After receiving a large inheritance, James Bond 007 is accused of improprieties and drummed out of the British Secret Service. Disgusted with his former employers, Bond places his services on the open market, where he later attracts the attention of representatives of SPECTRE who are quite willing to put their one-time enemy on their payroll.

Prior to joinng up, Bond spends a month in Monte Carlo with Miss 'Percy' Proud, a CIA agent who teaches him everything she knows about programming languages and computers in general. This background allows Bond to attract Jay Autem Holy, an agent of SPECTRE who left The Pentagon, faked his death, and later started a computer game company that creates simulations based on real-life battles and wars.

Bond's allegiance to SPECTRE is periodically questioned throughout the novel, even at one point going so far as to send Bond to a terrorist training camp (known as "Erewhon") to see if he has 'the right stuff'. Proving his worth, Bond becomes involved in a plot to destabilise the Soviet Union and the United States, by forcing them to rid the world of their nuclear weapons.
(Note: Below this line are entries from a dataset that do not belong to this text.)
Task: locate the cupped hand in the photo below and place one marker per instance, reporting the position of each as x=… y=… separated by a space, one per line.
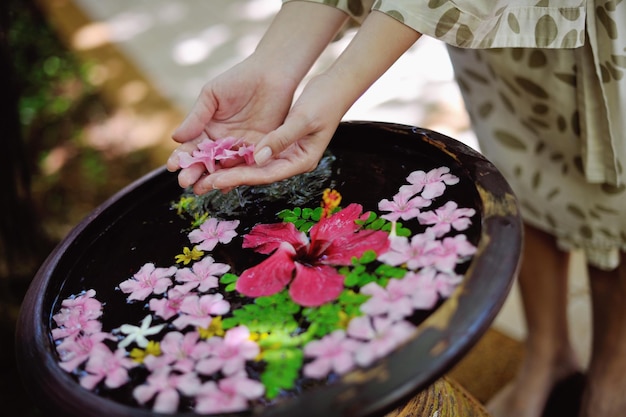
x=245 y=102
x=293 y=148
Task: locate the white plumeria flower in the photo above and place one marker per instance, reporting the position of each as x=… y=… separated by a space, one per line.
x=138 y=334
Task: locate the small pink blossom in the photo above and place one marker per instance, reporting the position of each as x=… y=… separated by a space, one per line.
x=78 y=316
x=394 y=300
x=426 y=288
x=203 y=275
x=416 y=253
x=216 y=154
x=199 y=311
x=404 y=206
x=164 y=386
x=333 y=353
x=229 y=354
x=112 y=367
x=168 y=306
x=452 y=251
x=212 y=232
x=148 y=280
x=447 y=217
x=381 y=336
x=228 y=395
x=430 y=184
x=75 y=351
x=180 y=351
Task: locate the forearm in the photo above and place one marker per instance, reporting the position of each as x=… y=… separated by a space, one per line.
x=297 y=36
x=380 y=41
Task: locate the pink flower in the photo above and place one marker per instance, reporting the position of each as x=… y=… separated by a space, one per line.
x=393 y=301
x=416 y=253
x=203 y=275
x=112 y=367
x=75 y=351
x=166 y=386
x=426 y=288
x=229 y=354
x=431 y=184
x=199 y=311
x=149 y=280
x=228 y=395
x=78 y=316
x=382 y=335
x=447 y=217
x=212 y=232
x=168 y=306
x=333 y=353
x=308 y=266
x=179 y=351
x=403 y=206
x=214 y=155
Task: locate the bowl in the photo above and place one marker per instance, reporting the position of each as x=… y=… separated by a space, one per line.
x=367 y=162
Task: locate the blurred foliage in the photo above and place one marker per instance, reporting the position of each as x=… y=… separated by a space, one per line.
x=51 y=79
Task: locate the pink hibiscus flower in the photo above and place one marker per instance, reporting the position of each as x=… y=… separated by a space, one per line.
x=228 y=395
x=334 y=352
x=229 y=354
x=212 y=232
x=430 y=184
x=308 y=266
x=148 y=280
x=203 y=275
x=447 y=217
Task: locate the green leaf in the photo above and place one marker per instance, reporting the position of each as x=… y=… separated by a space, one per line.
x=317 y=214
x=282 y=370
x=368 y=257
x=228 y=278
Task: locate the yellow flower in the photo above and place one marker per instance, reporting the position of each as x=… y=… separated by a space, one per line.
x=214 y=329
x=344 y=319
x=330 y=201
x=153 y=348
x=189 y=255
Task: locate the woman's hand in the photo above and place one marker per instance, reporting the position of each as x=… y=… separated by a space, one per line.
x=252 y=99
x=298 y=144
x=243 y=103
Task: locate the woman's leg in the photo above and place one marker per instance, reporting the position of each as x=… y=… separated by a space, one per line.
x=605 y=394
x=549 y=356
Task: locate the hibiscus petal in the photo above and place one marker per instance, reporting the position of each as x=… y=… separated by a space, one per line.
x=315 y=285
x=266 y=238
x=270 y=276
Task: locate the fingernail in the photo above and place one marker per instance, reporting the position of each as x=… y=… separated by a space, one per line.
x=263 y=155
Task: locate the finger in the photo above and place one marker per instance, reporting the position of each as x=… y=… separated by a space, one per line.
x=200 y=115
x=275 y=142
x=190 y=176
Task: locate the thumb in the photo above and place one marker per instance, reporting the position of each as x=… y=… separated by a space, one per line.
x=275 y=142
x=200 y=115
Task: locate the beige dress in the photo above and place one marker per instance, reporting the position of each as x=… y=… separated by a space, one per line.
x=544 y=83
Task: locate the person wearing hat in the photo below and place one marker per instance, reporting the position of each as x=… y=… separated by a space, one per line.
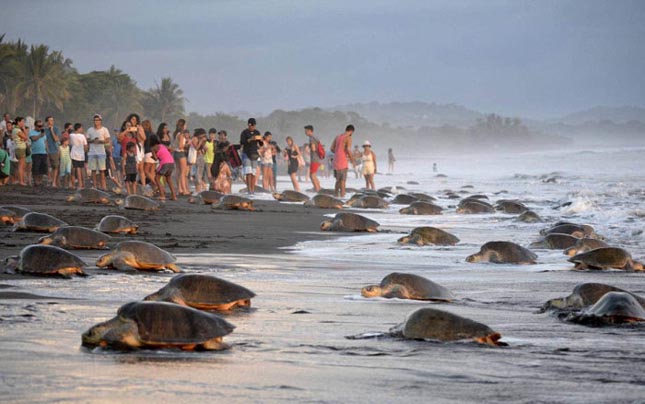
x=369 y=165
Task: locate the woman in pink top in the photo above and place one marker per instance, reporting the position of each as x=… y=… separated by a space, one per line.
x=165 y=169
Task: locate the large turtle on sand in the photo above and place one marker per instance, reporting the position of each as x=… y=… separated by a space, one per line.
x=115 y=224
x=290 y=196
x=408 y=286
x=606 y=258
x=432 y=324
x=45 y=260
x=157 y=325
x=138 y=255
x=429 y=236
x=234 y=202
x=76 y=237
x=91 y=195
x=324 y=201
x=503 y=252
x=421 y=208
x=349 y=222
x=38 y=222
x=555 y=241
x=612 y=308
x=138 y=202
x=584 y=245
x=584 y=295
x=203 y=292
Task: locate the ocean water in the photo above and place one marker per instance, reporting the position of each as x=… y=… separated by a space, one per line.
x=294 y=345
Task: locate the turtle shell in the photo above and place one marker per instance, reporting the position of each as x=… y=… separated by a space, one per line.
x=161 y=323
x=199 y=290
x=40 y=222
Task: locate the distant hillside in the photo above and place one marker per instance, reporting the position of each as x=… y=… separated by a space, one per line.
x=413 y=114
x=602 y=113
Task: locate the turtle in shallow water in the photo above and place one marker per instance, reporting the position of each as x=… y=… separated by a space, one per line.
x=555 y=241
x=45 y=260
x=91 y=195
x=584 y=245
x=503 y=252
x=611 y=308
x=606 y=258
x=203 y=292
x=234 y=202
x=429 y=236
x=76 y=237
x=290 y=196
x=408 y=286
x=157 y=325
x=138 y=255
x=116 y=224
x=584 y=295
x=323 y=201
x=349 y=222
x=38 y=222
x=138 y=202
x=431 y=324
x=421 y=208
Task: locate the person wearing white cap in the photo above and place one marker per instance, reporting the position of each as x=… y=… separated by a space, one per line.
x=369 y=165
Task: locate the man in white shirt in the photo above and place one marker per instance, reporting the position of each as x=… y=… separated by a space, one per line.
x=97 y=138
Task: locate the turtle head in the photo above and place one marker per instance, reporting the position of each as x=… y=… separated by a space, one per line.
x=371 y=291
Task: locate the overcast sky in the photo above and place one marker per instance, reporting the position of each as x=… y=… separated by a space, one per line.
x=530 y=58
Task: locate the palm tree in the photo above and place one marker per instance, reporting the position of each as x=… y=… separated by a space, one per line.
x=165 y=100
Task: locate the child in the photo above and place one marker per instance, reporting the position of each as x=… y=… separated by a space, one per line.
x=65 y=163
x=165 y=169
x=130 y=168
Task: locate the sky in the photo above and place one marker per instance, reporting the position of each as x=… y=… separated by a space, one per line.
x=536 y=59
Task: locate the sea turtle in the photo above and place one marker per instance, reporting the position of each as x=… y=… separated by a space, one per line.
x=116 y=224
x=76 y=237
x=606 y=258
x=39 y=222
x=91 y=195
x=528 y=216
x=473 y=206
x=611 y=308
x=510 y=206
x=290 y=196
x=503 y=252
x=421 y=208
x=408 y=286
x=368 y=202
x=234 y=202
x=324 y=202
x=584 y=295
x=45 y=260
x=138 y=202
x=141 y=255
x=555 y=241
x=431 y=324
x=427 y=236
x=203 y=292
x=156 y=325
x=349 y=222
x=584 y=245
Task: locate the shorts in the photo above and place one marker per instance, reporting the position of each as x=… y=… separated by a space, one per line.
x=313 y=168
x=54 y=160
x=96 y=162
x=39 y=164
x=166 y=169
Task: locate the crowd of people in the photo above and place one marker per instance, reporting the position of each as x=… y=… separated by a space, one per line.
x=139 y=160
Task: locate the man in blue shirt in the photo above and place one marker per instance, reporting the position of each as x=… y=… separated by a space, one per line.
x=52 y=134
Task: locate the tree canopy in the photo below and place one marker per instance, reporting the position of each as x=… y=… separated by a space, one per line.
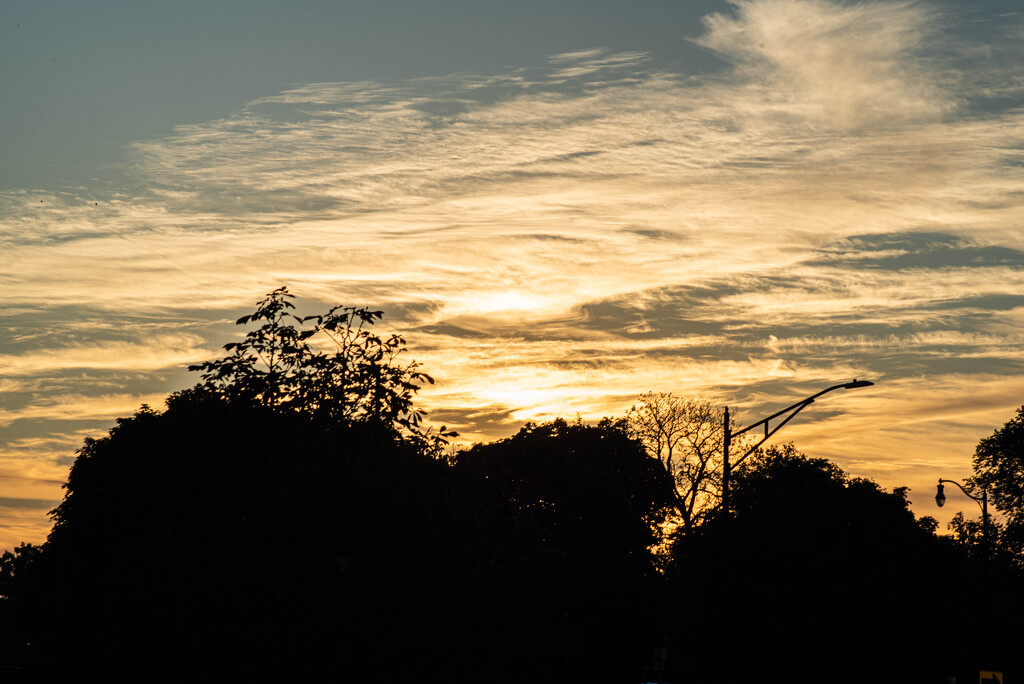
x=998 y=467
What SPECTRE leaders Tamil Rahani and Dr. Jay Autem Holy suspect, but never fully realise is that Bond's resignation is false. Along with Bond, the Secret Service plays a vital role in foiling SPECTRE; however, Rahani, the current leader of SPECTRE is able to escape Bond's clutches by parachuting out of an airship over Switzerland.

CharactersEdit

TriviaEdit

  • Bond purchases a brand new British racing green Bentley Mulsanne Turbo with magnolia interior. Likewise with the Silver Beast, Bond had CCS outfit the car with a long-range telephone and a hidden weapon compartment. Bentley had apparently requested that Gardner not oufit the car with any gadgets other than the telephone.
  • Gardner was prevented from having a scene in which Bond squares off on a computer game simulation against the novel's villain Jay Autem Holy because of a similar scene in the 1983 film Never Say Never Again. Bond was supposed to be playing a simulation of "The Battle of Waterloo"; however, this was changed to a game based on "The Battle of Bunker Hill". Interestingly, the Battle of Waterloo would later play a part in the official 1987 Bond film, The Living Daylights.
  • Whether intentional or not, Role of Honour shares a number of similar scenes with the 1985 official Bond film, A View to a Kill. For instance, both stories heavily involve the use of computers and microprocessors, and both have their climax take place in an airship over a city.
  • With this novel, Gardner's Bond finally settles on a new sidearm — the ASP 9mm. Previous Gardner novels had seen Bond adopting a different pistol in each book.